De la neige et une lueur de paix






De la neige et une lueur de paix
Jérusalem – Jeudi dernier, Jérusalem a connu sa plus grosse chute de neige en vingt ans et ma page « fil d’actualité » sur Facebook a été parsemée de photos de palmiers saupoudrés de flocons ou d’enfants en train faire des bonhommes de neige.

Tout en cliquant sur ces nombreuses photos de la ville sainte et de ses collines environnantes enneigées, je me suis souvenu d’instants vécus cinq années auparavant, après une tempête de neige similaire qui avait paralysé Jérusalem et sa banlieue où je vis.

Ce sont aussi des photos montrant la neige qui avaient été le point de départ de ce petit épisode dont je vais vous parler. A cette époque, je rénovais ma maison et pour cela j’avais recouru aux services d’un peintre en bâtiment palestinien venant d’un village des environs de Jérusalem, pas très loin de Bethlehem. Titulaire d’un permis spécial l’autorisant à travailler en Israël, il traversait la frontière tous les jours à l’un des check-points séparant le côté israélien du palestinien, pour venir peindre ma maison.

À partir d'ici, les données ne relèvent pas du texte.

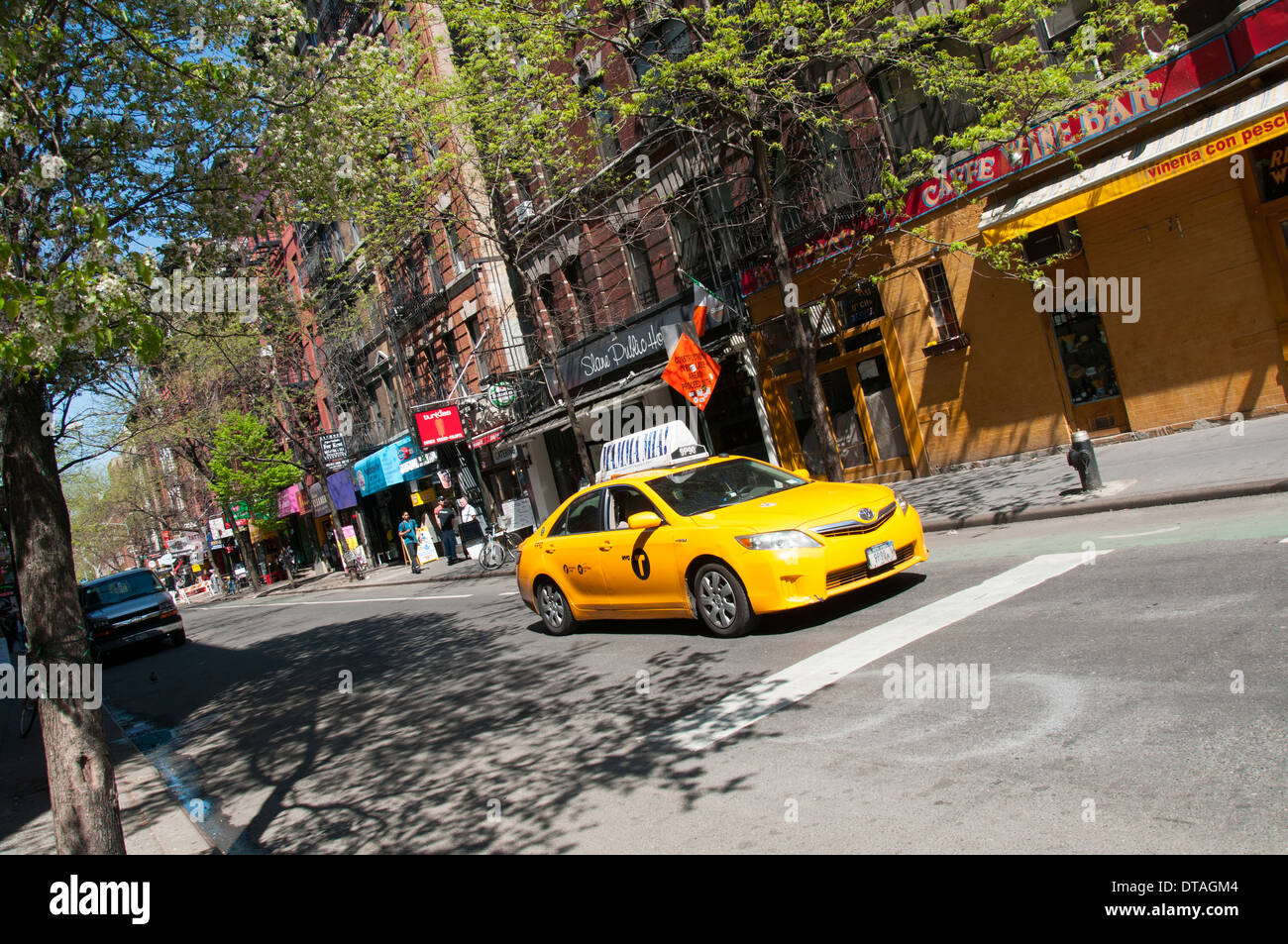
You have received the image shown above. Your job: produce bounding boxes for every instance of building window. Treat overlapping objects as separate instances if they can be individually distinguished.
[919,262,961,342]
[1051,312,1118,403]
[622,242,657,308]
[420,233,443,295]
[577,60,622,161]
[868,44,984,156]
[563,257,595,335]
[1024,216,1082,264]
[631,17,693,81]
[465,316,492,380]
[443,331,461,390]
[443,216,469,275]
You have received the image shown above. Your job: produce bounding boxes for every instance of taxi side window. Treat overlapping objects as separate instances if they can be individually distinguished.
[550,488,604,537]
[608,485,662,531]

Un jour, alors qu’il avait pris une pause pour boire un café et fumer une cigarette, à l’extérieur, sous le soleil printanier, j’eus ma première vraie conversation avec lui, le Palestinien. Même si cela faisait déjà 13 ans que je vivais en Israël, je n’avais jamais vraiment eu l’occasion ni même l’idée de parler ou de faire la connaissance de quelqu’un de « l’autre camp », autrement dit de Palestiniens qui vivent de l’autre côté de ce qu’on appelle la ligne verte, frontière désormais physique qui sépare les deux nations.

Le peintre et moi, nous nous sommes assis ensemble. J’entamai la conversation avec une remarque sur le beau temps, et le fait incroyable qu’à peine quelques semaines auparavant, le jardin avait été enseveli sous la neige, à la grande surprise d’ailleurs de ma fille cadette, alors âgée 2 ans, qui n’en avait encore jamais vue. Vu mes origines britanniques, j’ai l’habitude de parler « de la pluie et du beau temps » pour faire la conversation, et surtout pour briser la glace avec les personnes à qui je n’ai pas grand-chose à dire.

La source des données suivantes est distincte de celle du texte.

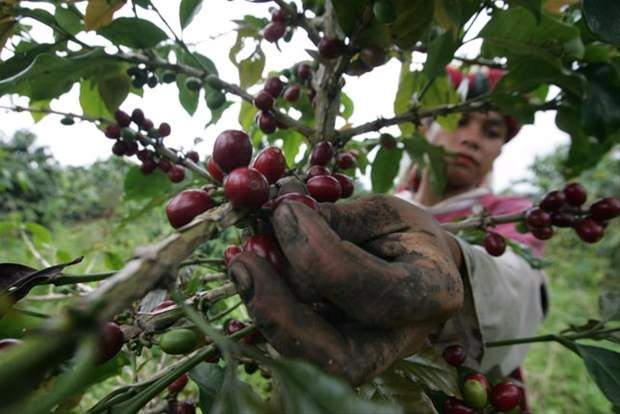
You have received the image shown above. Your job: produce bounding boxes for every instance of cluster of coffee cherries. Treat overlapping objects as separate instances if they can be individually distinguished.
[104,108,200,183]
[442,345,523,414]
[484,182,620,256]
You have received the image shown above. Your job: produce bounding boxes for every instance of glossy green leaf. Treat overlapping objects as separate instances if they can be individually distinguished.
[97,17,168,49]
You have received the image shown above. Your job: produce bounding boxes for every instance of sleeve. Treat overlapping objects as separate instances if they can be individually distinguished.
[431,237,545,376]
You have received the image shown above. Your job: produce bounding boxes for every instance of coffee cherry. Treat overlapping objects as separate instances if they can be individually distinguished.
[243,234,285,272]
[168,165,185,183]
[563,183,588,207]
[310,141,334,165]
[224,244,241,266]
[185,151,200,163]
[332,173,353,198]
[207,157,224,184]
[225,163,269,210]
[573,218,605,243]
[306,175,342,203]
[105,124,121,139]
[283,84,301,103]
[336,152,357,170]
[168,374,189,394]
[319,36,344,59]
[213,129,252,173]
[263,21,286,43]
[114,109,131,128]
[157,122,171,138]
[166,190,215,229]
[96,322,124,364]
[491,382,522,411]
[159,328,198,355]
[483,231,506,256]
[590,197,620,221]
[442,345,467,367]
[539,191,566,213]
[252,147,286,184]
[258,111,278,134]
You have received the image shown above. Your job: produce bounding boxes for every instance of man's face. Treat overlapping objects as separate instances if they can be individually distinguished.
[428,112,508,187]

Le peintre avait aussitôt sorti son téléphone portable de sa poche pour me montrer non sans fierté des photos de ses enfants et de lui en train de jouer dans la neige, devant une maison pas si différente de la mienne. Je lui montrai à mon tour des photos des miens. Nous reconnaissions tous deux que tous ces bambins étaient vraiment adorables.

Tout en regardant nos photos, je ne pouvais m’empêcher de penser qu’au fond, cet homme et sa famille – que je pensais être si différents de moi et théoriquement mes ennemis – profitaient des simples joies de la vie exactement comme moi.

Les tempêtes qui ont sévi sur presque tout le Moyen-Orient la semaine dernière nous ont frappés, indépendamment de nos races, de nos religions ou de nos nationalités respectives, et m’ont fait repenser à l’image des enfants du peintre palestinien.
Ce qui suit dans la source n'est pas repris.